Wenn das Handy Puls und Laktatwerte misst
Smartphones Fitness- und Gesundheits-Apps könnten die Medizin revolutionieren
Mainz Gesundheits-Apps für das Smartphone oder den Tablet-PC finden immer größere Verbreitung: Inzwischen helfen digitale DiabetesTagebücher chronisch Kranken, ihre Zuckerwerte unter Kontrolle zu halten. Intelligente Pflaster messen über Sensoren Körperfunktionen und können einem Patienten bei Bedarf über die Haut gezielt Medikamente zuführen. Und Sportler vergleichen ihre persönlichen Bestmarken beim Blick auf ihre Fitnessarmbänder.
Mittlerweile nutzen einer Umfrage der Verbraucherzentralen aus dem Frühjahr 2017 zufolge sechs Prozent der unter 30-jährigen Deutschen und immerhin noch drei Prozent der über 50-Jährigen sogenannte Wearables mit Fitness-App. Mehrere Millionen Menschen in der Bundesrepublik schätzen bereits die Vorzüge digitaler Fitnessarmbänder. Einer anderen Umfrage zufolge hat sogar schon fast die Hälfte aller Smartphone-Besitzer auf dem Gerät mindestens eine Gesundheits-App installiert. Nur jeder Zehnte lehnt die Nutzung solcher Programme für sich kategorisch ab.
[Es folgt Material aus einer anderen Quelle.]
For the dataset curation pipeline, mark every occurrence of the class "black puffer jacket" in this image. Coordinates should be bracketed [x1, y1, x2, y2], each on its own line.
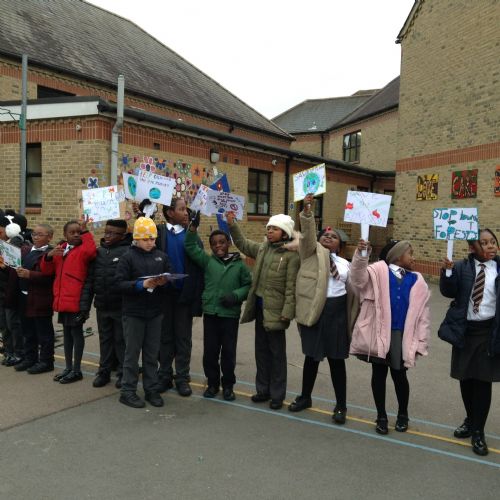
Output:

„Dass das Gerät meine Leistung in puncto Schnelligkeit und Häufigkeit aufzeichnet, motiviert mich ungemein“, sagt der Osnabrücker Hochschulprofessor Lars Leuschner. „Seit ich die App nutze, laufe ich ganz regelmäßig, was mir sonst nie gelungen war.“Die Sicherheit seiner Daten bereitet dem Juristen bislang „nullkommanull“Sorgen: „Dass es technisch möglich ist, diese Daten abzugreifen, ist mir klar. Ich gehe aber davon aus, dass sich niemand dafür interessiert, wann und wo ich herumrenne. Ich bin schließlich nicht prominent.“Bei einer Veranstaltung in Mainz unter dem Titel „Der vermessene Verbraucher“hatten Daten- und Verbraucherschützer hingegen Alarm geschlagen. Der Boom der neuen Technik sei nicht unproblematisch. Sie fürchten, dass hochsensible persönliche Daten bei den falschen Empfängern landen könnten. Oder dass private Krankenversicherungen die Höhe ihrer Tarife davon abhängig machen, dass die Kunden ihre Gesundheitsdaten zur Verfügung stellen. Im Kleingedruckten mancher App-Anbieter willigen die Nutzer ein, dass ihre Daten zu Marketingzwecken genutzt werden dürfen.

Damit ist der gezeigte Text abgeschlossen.